A 55-year-old woman presented with an acute uncomplicated UTI and a 3-year history of recurrent UTIs (six episodes per year). Despite receiving multiple treatments from multiple specialists including behavioral interventions, her quality of life was poor at presentation. She underwent abdominal hysterectomy 10 years earlier during which her left ureter was accidentally sectioned, requiring reinsertion into the bladder 1 week after the initial surgery. Recurrent UTIs began following an uneventful recovery and normal urine flow without leakage (confirmed by computed tomography scan). At presentation, the patient was receiving hormone replacement therapy (HRT) with oral estrogens and had an abnormal vaginal flora. Uranalysis results showed 5600 leukocytes/µl, positive bacteria, and positive nitrites.

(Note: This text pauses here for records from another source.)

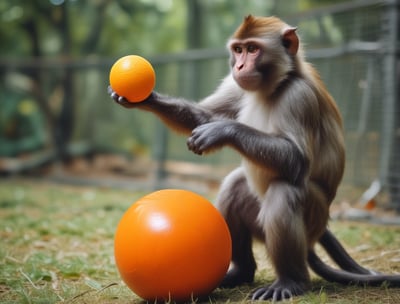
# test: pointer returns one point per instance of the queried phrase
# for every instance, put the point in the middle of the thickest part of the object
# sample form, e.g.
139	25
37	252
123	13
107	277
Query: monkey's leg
239	208
286	242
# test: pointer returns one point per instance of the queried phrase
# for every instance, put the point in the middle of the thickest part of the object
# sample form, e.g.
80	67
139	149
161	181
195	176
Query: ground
57	246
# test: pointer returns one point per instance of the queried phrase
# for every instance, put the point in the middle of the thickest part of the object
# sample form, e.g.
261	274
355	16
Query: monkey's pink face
244	56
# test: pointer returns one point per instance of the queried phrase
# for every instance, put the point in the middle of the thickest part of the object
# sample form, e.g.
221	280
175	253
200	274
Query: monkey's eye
237	49
252	48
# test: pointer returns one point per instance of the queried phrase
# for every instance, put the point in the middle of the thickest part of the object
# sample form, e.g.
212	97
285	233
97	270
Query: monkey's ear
290	40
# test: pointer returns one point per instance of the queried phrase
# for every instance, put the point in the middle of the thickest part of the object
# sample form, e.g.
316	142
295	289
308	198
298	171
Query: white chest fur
258	116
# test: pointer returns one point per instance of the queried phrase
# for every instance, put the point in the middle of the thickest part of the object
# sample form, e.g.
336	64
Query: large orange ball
172	245
132	77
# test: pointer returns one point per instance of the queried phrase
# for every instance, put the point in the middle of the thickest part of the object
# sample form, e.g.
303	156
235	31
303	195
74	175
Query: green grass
57	247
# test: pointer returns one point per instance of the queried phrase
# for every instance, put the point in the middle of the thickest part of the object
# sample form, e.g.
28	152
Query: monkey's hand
125	102
211	136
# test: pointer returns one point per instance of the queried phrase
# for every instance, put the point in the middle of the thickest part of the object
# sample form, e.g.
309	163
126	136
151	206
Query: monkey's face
245	55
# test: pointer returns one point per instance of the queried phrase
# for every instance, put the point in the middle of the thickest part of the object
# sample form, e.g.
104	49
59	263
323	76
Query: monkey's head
262	52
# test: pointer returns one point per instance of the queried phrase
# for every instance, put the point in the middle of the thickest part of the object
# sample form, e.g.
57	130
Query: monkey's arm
182	115
272	152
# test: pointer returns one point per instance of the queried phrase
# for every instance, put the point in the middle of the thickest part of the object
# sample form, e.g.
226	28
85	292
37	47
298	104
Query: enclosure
59	129
54	104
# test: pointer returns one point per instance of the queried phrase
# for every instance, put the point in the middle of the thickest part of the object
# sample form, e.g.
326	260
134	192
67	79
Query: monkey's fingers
119	99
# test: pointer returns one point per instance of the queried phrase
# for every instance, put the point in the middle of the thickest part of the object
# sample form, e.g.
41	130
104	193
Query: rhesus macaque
275	111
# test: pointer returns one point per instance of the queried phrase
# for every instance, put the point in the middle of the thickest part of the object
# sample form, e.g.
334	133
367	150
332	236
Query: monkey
275	111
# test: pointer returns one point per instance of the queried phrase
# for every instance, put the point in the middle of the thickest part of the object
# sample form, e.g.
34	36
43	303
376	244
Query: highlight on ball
132	77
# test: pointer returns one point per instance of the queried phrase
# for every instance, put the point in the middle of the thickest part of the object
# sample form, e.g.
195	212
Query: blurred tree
35	31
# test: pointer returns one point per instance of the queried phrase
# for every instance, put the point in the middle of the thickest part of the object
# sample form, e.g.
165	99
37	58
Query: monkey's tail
337	252
345	277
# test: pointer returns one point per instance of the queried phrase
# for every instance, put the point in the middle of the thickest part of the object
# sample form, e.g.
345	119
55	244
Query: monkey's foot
280	290
236	277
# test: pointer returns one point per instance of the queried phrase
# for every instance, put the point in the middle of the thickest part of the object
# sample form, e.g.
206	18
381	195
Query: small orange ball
132	77
172	245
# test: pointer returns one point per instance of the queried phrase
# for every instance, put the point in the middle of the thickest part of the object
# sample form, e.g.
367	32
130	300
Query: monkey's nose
239	66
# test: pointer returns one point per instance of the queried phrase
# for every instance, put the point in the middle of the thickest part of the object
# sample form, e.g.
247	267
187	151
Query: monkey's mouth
248	82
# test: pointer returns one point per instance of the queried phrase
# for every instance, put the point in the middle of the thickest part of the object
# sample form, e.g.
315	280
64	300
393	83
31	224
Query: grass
57	247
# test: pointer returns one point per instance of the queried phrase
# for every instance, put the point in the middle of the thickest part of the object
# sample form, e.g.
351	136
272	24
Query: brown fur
275	111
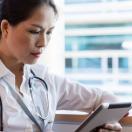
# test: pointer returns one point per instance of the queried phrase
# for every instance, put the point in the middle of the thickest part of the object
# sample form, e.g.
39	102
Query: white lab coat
63	94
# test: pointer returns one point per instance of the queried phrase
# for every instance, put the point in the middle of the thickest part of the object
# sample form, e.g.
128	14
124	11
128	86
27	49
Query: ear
4	28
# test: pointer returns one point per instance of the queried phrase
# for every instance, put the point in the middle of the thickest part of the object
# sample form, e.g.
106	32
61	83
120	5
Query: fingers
113	127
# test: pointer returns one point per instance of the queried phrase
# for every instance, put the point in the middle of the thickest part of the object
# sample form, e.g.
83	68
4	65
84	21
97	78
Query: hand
109	127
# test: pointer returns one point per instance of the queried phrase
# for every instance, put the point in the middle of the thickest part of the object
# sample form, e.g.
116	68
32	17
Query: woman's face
25	41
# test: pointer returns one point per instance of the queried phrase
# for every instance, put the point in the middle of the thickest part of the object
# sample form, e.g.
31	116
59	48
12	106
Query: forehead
43	15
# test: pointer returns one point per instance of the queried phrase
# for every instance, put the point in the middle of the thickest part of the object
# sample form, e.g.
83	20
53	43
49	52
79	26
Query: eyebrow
38	26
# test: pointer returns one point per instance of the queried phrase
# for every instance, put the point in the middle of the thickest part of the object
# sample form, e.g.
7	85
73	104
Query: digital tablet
105	113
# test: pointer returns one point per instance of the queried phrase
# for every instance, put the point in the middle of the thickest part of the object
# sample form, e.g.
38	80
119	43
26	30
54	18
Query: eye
49	33
34	31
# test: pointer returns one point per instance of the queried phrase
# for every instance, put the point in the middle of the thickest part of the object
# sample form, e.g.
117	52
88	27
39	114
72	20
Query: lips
37	54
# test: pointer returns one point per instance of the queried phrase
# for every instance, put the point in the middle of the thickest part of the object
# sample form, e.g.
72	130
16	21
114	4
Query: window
98	42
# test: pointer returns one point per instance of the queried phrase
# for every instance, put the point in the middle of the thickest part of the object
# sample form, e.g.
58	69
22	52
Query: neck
13	65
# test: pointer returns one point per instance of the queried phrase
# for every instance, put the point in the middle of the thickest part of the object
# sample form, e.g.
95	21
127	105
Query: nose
42	41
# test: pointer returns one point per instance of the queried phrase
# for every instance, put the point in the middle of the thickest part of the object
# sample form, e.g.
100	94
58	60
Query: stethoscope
45	88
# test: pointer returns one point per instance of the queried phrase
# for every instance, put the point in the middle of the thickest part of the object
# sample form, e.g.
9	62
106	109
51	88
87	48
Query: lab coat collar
4	71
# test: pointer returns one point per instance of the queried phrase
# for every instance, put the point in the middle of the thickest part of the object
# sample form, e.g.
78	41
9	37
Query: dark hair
16	11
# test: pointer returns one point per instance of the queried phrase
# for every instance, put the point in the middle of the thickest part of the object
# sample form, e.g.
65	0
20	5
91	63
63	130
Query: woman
30	94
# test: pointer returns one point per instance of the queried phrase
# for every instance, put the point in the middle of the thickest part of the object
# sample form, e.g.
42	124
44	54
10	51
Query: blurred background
92	43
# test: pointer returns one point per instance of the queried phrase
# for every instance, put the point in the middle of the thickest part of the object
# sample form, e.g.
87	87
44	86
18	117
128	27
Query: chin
31	62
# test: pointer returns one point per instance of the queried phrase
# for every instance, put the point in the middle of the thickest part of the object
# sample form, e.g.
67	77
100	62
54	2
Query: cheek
23	43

Her urine culture revealed multi-resistant E. coli (104 colony-forming units/ml) with susceptibility to amikacin [minimum inhibitory concentration (MIC) ⩽ 16.0 µg/ml], nitrofurantoin (MIC ⩽ 32.0 µg/ml), cefepime (MIC ⩽ 6.0 µg/mL), imipenem (MIC ⩽ 4.0 µg/ml), meropenem, (MIC ⩽ 4.0 µg/ml), and piperacillin/tazobactam (MIC ⩽ 16.0 µg/ml). The patient was started on nitrofurantoin 100 mg/8 h for 7 days to control the acute infection. Vaginal estriol cream was initiated to normalize vaginal flora (1 mg/g every other day for 1 month), and HRT was stopped. Prophylactic therapy with OM-89 was initiated daily for 3 months. The patient was asymptomatic for 18 months before presenting with a mildly symptomatic acute UTI, uranalysis showed 200 leukocytes/µl and bacteria present. Urine culture showed multi-resistance E. coli with sensitivity to nitrofurantoin once again. Nitrofurantoin treatment was reinitiated, along with a second course of OM-89 to ensure coverage for the next 18 months.

Case 2

A 54-year-old female patient presented with acute UTI. She had a 4-year history of type 2 diabetes and recurrent vaginal infections caused by Candida spp. and E. coli. Her glycemic control was poor despite treatment with metformin and a SGLT-2 inhibitor. The patient was allergic to nitrofurantoin following 10 years of chronic treatment for recurrent UTIs. Her vaginal flora was deficient, and she was using combined topical HRT to control her symptoms. Upon presentation she was found to have a Candida albicans infection resistant to fluconazole and voriconazole. Leukocytes were negative and bacteria were absent.

Urinalysis revealed glycosuria (>20 g/l) and hematuria, with trace amounts of hemoglobin. The patient was referred to an endocrinologist to address the underlying glycosuria. Prophylaxis with OM-89 for 3 months, along with weekly itraconazole (200 mg) to control the acute infection, were initiated. With improved glycemic control, prophylaxis, and acute treatment she presented with one UTI caused by E. coli and with two episodes of fungal infection in the following year.

Conclusion

The branches of the immune system act in concert to control infection, and under normal circumstances maintain a balance between control of infection and excess inflammation. In the urinary tract, immunomodulatory therapies such as OM-89 have dual modalities, acting both to stimulate the immune response and to regulate excessive inflammation. The integrated mucosal immune system facilitates the immunomodulatory effect of oral therapies at remote sites including the urinary tract.

Current guidelines for the treatment of acute uncomplicated cystitis recommend short-term antibiotic therapy with a focus on symptom resolution rather than elimination of microbes in the urinary tract. Prophylaxis against recurrent UTI should encompass behavioral modification and counseling, followed by nonantibiotic prophylaxis, and, finally, by continuous or postcoital antibiotic prophylaxis. Current EAU guideline recommendations for nonantimicrobial prophylaxis recommend OM-89; in postmenopausal women, topical estrogen is also recommended.